Question

I'm looking for a pattern for the following. (I'm working in Perl, but I don't think the language matters particularly).

With a parent class Foo, and children Bar, Baz, Bazza.

One of the methods for constructing a Foo is by parsing a string, and part of that string will implicitly specify which class is to be created. So for example if it starts 'http:' then it's a Bar, but if it doesn't but it contains '[Date]' then Baz likes it, and so on.

Now, if Foo knows about all its children, and what string is a Bar, what is a Baz etc, it can call the appropriate constructor. But a base class should not have any knowledge about its children.

What I want is for Foo's constructor to be able to try its children in turn, until one of them says "Yes, this is mine, I'll create the thing".

I realise that in the general case this problem is not well-defined, as there may be more than one child which will accept the string, and so the order in which they are called matters: ignore this and assume that the characteristics of the string are such that only one child class will like the string.

The best I have come up with is for the child classes to 'register' with the base class on initialisation, so that it gets a list of constructors, and then loop through them. But is there a better method that I'm missing?

Sample code:

package Foo;

my @children;

sub _registerChild
{
  push @children, shift();
}

sub newFromString
{
  my $string = shift;
  foreach (@children) {
    my $object = $_->newFromString(@_) and return $object;
  }
  return undef;
}

package Bar;
our @ISA = ('Foo');

Foo::_registerChild(__PACKAGE__);

sub newFromString
{
  my $string = shift;
  if ($string =~ /^http:/i) {
    return bless(...);
  }
  return undef;
}
Was it helpful?

Solution

Perhaps you could implement this with Module::Pluggable? This would remove the need for registration.

The approach I've taken before was to use Module::Pluggable to load my child modules (this allowed me to add new child modules by simply writing and installing them). Each of the child classes would have a constructor that either returned a blessed object or undef. You loop over your plugins until you get an object, then return it.

Something like:

package MyClass;
use Module::Pluggable;

sub new
{
    my ($class, @args) = @_;
    for my $plugin ($class->plugins)
    {
       my $object = $plugin->new(@args);
       return $object if $object;
    }
}

There's Class:Factory as well but that may be a little over the top for your needs.

OTHER TIPS

It seems you're trying to have a single class be both a base class and a factory. Don't. Use 2 separate classes. Something like this:

package Foo;

package Bar;
use base 'Foo';

package Baz;
use base 'Foo';

package Bazza;
use base 'Foo';

package Factory;
use Bar;
use Baz;
use Bazza;

sub get_foo {
    my ($class, $string) = @_;
    return Bar->try($string) || Baz->try($string) || Bazza->try($string);
}

And then use it like:

my $foo = Factory->get_foo($string);

This way your base class doesn't need to know about your child classes, only your factory does. And child classes don't need to know about each other either, only Factory needs to know the details of which child classes to try and in which order.
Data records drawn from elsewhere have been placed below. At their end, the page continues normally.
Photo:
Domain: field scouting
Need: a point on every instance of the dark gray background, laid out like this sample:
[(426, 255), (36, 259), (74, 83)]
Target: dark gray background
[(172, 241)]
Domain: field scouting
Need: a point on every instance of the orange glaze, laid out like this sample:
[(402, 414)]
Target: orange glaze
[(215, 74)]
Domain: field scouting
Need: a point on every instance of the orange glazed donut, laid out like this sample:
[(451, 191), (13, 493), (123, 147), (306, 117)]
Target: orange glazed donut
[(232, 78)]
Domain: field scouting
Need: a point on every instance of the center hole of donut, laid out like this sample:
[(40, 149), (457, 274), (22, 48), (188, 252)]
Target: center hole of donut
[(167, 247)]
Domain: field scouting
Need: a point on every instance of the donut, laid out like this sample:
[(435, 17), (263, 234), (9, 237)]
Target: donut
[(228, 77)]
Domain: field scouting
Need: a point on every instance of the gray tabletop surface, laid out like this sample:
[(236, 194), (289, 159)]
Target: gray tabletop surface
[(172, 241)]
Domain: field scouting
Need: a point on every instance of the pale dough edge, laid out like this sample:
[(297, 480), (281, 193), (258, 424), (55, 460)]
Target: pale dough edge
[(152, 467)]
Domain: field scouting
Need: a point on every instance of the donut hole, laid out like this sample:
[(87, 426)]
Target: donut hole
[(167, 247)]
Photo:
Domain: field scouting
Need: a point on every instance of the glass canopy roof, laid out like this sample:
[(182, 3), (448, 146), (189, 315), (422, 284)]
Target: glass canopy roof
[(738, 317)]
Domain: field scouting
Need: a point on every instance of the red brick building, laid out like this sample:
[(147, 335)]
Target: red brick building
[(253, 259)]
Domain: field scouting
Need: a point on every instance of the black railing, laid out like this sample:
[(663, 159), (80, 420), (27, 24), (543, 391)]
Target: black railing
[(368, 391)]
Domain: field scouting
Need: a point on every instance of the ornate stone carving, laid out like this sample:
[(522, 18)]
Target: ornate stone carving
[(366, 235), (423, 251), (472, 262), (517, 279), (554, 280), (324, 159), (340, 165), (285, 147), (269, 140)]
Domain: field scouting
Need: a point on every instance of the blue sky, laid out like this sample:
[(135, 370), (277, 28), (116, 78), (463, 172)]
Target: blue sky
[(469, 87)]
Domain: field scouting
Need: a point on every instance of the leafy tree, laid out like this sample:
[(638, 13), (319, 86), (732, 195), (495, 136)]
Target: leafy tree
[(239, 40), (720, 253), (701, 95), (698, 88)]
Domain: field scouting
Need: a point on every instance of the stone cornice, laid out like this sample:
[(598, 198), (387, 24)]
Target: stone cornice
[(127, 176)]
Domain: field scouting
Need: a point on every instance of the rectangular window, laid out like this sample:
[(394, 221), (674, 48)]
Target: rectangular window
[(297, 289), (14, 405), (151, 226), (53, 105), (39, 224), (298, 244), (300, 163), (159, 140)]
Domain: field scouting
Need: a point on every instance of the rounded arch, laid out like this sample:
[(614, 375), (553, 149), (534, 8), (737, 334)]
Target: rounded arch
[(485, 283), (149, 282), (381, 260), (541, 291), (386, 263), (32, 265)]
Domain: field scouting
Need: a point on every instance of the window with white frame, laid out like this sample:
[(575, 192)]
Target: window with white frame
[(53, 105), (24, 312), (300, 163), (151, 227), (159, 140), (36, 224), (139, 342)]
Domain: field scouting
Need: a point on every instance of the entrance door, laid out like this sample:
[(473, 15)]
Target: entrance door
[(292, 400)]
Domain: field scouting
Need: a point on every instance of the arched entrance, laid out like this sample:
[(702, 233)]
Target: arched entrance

You may implement a arbitrary lookup algorithm in class Foo, that searches for existing child classes. Maybe based on config files provided with child classes, or with any other mechanism you might think of.

The class Foo will then detect the existing client classes at runtime and call them in turn.
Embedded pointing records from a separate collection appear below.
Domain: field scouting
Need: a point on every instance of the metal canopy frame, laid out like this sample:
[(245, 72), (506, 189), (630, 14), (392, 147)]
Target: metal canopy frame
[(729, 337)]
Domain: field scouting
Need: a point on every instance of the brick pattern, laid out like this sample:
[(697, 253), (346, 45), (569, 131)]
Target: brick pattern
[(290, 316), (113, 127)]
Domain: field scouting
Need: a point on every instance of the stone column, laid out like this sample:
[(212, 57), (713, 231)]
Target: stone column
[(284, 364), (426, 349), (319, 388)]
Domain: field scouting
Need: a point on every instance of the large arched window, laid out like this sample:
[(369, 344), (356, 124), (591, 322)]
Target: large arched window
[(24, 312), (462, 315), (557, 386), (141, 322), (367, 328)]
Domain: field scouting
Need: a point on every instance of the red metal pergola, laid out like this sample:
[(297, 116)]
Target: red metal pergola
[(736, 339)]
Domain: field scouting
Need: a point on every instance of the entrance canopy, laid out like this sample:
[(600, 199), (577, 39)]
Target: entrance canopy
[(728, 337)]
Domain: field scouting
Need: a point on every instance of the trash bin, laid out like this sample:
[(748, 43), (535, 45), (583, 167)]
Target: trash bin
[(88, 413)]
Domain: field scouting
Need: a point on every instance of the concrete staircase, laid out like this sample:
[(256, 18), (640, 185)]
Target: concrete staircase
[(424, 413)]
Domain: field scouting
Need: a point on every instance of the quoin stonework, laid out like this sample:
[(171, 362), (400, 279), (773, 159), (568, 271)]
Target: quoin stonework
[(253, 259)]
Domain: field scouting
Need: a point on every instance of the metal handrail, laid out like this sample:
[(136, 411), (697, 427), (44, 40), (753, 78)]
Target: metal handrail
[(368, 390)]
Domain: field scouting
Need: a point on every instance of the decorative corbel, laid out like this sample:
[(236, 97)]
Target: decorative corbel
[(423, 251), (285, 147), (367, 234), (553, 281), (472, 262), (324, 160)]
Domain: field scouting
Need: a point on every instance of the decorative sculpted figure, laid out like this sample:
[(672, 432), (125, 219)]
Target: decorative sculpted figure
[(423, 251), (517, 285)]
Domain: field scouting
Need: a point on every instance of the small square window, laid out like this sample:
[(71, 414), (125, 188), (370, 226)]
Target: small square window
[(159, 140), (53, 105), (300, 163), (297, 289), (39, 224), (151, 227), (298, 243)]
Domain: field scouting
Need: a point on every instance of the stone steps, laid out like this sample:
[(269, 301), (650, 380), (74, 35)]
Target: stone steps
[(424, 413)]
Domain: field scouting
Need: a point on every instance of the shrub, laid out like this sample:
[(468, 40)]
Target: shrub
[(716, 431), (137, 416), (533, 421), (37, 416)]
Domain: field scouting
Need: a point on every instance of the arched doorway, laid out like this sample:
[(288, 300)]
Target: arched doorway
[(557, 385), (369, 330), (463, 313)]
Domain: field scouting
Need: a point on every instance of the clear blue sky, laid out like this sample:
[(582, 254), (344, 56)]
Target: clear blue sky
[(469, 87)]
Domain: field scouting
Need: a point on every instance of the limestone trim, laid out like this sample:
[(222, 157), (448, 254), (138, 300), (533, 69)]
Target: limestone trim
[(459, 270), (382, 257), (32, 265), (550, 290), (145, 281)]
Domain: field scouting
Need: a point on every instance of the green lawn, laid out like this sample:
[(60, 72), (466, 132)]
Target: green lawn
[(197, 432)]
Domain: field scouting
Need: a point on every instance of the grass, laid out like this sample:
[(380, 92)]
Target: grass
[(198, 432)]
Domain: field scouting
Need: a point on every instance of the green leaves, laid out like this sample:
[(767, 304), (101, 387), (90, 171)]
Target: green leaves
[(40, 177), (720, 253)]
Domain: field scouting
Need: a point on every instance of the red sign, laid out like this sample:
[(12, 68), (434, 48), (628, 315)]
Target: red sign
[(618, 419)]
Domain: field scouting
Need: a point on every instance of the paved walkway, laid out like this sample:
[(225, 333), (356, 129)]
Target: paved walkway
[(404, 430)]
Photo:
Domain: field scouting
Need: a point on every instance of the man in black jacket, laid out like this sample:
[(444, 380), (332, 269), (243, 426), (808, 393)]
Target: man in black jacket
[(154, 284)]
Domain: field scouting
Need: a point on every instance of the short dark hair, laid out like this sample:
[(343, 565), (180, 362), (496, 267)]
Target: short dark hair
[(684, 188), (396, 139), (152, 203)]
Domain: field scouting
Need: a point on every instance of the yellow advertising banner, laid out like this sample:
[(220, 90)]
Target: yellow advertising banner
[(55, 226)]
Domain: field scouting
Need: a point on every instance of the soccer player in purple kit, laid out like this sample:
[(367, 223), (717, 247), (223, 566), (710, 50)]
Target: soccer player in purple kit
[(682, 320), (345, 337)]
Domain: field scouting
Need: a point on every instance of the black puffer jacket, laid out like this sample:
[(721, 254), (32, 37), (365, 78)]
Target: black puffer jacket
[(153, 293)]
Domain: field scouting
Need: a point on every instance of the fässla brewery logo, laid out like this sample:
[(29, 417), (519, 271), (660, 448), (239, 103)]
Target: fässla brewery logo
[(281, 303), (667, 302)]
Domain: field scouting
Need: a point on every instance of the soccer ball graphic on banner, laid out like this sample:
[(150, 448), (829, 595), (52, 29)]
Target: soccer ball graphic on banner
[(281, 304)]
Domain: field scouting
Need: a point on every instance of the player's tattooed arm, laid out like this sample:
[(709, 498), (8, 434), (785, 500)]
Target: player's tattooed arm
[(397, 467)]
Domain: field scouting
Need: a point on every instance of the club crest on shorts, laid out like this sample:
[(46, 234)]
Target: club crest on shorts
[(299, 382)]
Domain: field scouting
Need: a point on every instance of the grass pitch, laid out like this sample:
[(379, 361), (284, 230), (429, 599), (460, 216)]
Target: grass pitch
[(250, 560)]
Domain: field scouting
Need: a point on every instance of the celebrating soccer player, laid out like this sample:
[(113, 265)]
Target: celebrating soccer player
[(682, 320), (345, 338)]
Additionaly you may cache the lookup results and come close to the registry solution you already described yourself.

If you take your comment about the parent class not containing info about the chilidren and your method of delegating the task of establishing a child classes suitability to the class itself then it is probably correct to factor out the class selection from the parent class and create a singleton for this task.

at least that would be my preference ... from this your current parent class (which presumably has some common functionality across your child classes) can presumably then either become abstract or an interface.
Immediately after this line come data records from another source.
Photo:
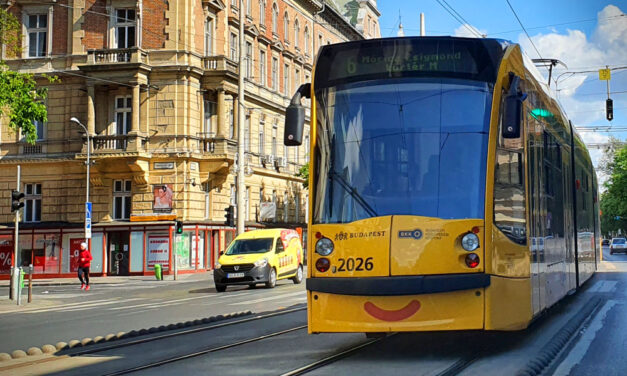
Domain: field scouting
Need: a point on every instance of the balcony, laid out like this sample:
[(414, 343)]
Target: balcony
[(219, 63), (117, 56)]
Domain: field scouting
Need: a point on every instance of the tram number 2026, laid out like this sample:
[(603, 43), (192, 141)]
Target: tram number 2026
[(355, 264)]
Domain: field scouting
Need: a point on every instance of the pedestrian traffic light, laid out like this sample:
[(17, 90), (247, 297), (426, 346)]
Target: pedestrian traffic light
[(16, 200), (229, 215), (179, 227)]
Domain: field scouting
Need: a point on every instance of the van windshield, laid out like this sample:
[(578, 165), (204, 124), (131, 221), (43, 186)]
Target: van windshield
[(248, 246)]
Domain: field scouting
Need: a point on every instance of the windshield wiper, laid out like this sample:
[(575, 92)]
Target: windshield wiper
[(353, 192)]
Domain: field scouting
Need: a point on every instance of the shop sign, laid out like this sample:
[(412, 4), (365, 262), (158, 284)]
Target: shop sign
[(158, 251)]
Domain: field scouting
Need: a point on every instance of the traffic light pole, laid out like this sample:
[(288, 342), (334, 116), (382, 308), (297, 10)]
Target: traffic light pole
[(14, 271)]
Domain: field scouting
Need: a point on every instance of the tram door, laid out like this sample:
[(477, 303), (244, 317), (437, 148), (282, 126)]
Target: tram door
[(119, 252)]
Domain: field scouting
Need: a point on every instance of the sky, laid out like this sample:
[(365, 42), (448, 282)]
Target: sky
[(586, 35)]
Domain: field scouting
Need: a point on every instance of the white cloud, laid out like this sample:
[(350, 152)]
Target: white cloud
[(464, 31)]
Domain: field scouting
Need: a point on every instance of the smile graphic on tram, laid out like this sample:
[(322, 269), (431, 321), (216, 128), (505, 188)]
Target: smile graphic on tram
[(392, 315)]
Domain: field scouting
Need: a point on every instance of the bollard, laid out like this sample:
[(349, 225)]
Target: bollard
[(30, 283), (158, 272)]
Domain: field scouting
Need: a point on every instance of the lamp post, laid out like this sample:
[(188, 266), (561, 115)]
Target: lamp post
[(87, 204)]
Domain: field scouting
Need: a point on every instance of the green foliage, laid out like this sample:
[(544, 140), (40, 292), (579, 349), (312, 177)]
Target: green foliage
[(303, 173), (614, 199), (21, 100)]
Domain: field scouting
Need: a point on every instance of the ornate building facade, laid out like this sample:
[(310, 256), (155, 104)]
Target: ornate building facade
[(154, 82)]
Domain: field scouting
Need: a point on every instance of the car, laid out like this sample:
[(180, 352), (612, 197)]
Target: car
[(618, 245), (260, 256)]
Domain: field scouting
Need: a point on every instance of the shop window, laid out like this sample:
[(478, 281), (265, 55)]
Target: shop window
[(122, 199), (32, 202)]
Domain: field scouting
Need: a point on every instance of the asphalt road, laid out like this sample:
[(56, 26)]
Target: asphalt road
[(63, 313)]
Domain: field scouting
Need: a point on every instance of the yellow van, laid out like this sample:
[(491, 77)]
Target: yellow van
[(260, 256)]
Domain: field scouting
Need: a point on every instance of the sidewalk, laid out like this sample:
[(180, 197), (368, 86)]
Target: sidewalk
[(194, 277)]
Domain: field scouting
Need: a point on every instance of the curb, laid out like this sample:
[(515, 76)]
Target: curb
[(554, 347), (75, 343)]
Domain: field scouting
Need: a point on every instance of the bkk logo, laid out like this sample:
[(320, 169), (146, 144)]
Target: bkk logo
[(415, 234)]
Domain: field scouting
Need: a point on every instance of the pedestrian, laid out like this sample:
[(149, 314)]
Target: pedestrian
[(84, 262)]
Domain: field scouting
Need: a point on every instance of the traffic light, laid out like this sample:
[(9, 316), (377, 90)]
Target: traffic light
[(179, 227), (229, 215), (16, 200)]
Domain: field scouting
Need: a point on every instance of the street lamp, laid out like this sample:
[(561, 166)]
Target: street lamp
[(87, 203)]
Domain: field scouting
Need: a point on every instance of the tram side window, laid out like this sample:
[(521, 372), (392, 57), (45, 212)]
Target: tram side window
[(509, 189)]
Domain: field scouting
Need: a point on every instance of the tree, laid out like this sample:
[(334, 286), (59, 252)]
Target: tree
[(303, 173), (614, 199), (21, 101)]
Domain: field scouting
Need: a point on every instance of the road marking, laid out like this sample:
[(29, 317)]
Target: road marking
[(581, 348), (269, 298), (603, 286)]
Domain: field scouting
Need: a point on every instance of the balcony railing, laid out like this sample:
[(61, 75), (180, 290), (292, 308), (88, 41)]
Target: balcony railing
[(109, 143), (219, 63), (117, 55)]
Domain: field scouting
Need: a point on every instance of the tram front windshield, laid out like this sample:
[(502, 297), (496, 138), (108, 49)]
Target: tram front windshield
[(407, 146)]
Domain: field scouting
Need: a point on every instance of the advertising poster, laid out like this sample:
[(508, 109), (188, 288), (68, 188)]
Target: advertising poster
[(163, 195), (6, 248), (75, 250), (158, 250)]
the singleton could then manage the construction of all the child classes and their distribution (clone them if they are not functional?) ... moreover the child classes can be moved into a separate dll to promote separation.

sorry that is not a direct solution. I have done this in the past by managing a list of classes in the singleton much like you are here. the idea behind the singleton is that if you do want to use any expensive reflection you only have to do it once.